Saturday, February 7, 2009

Two Canvases - A Brief Tutorial

DFM SCs,

In response to recent discussions on the darkness of some of the sketches:

Do not fool yourself into thinking the jpg is any less transformable than the paper. The computer does not know what looks good - your eye knows. You are still an artist in the time between when you put down the pencil and when you click "Post It!"

Pixels and LCDs and photons and phosphors are not paper, and only the Pattern Recognition Supercomputer in your head can be trusted to make the digital canvas look like the parchment canvas. The magic wand called "Curves" is the most direct route to this end, so that is what I will be showing you.

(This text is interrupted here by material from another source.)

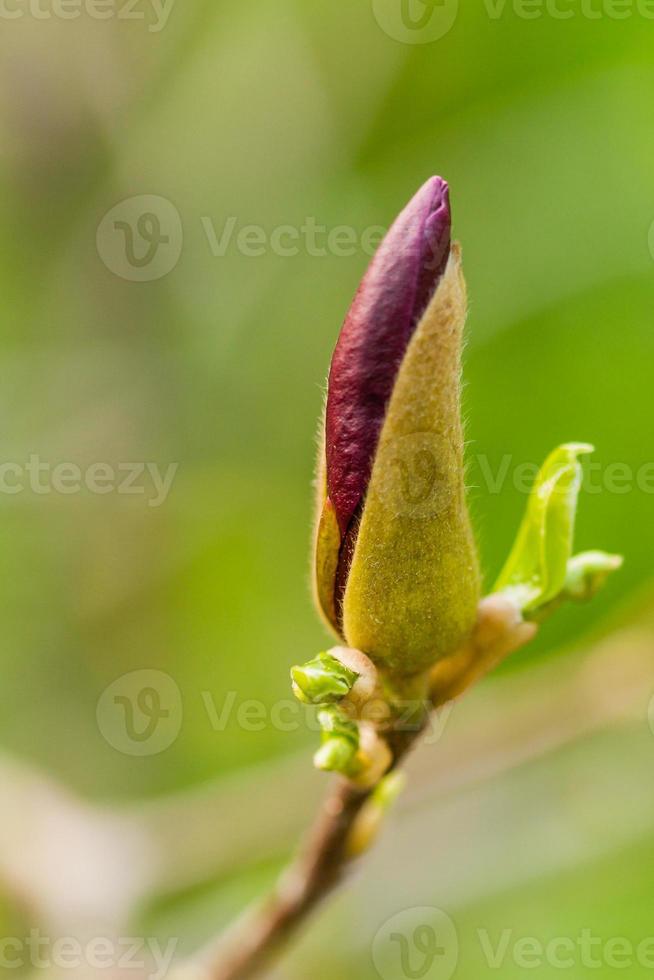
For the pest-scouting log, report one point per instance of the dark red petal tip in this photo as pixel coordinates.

Dad is the only one I know of that has Photoshop, but he also has the GIMP. Plus, the GIMP's just better. (In my Pattern Recognition Supercomputer, anyway.) So that's what we'll be using.
www.gimp.org


Open your scan in the GIMP, go right to Curves, don't touch anything else yet.
Colors->Curves

The idea here is that the lower left corner is black, and the upper right corner is white, and the diagonal line is all the grays in between. What you can do with Curves is make the blacks blacker, and the lights lighter. You can do other things too, but this is the only type of curve I know and trust. Plus, it's all we really want to do.

Click on the line down near the lower left, and drag it down. Click on the line again up near the upper right and drag it up. Try to keep the line from touching the edges. Adjust until the image looks like your inner artist wants it to look. Here you can see I needed just a touch of black, but a good deal of white.


I also threw in a Color->Desaturate (Luminosity), which removes all color and makes everything a shade of gray. It may make the image too cold, but I'll leave it for now.

All of this is done to account for the strange little things your scanner or cheap digital camera does to your sketch as it is translating light into pixels.

You are Done! Post!





-mf

1 comment:

  1. Super Tutorial! Thanks. I've been using the "Brightness" and "Contrast" buttons. I'll be moving over to Curves.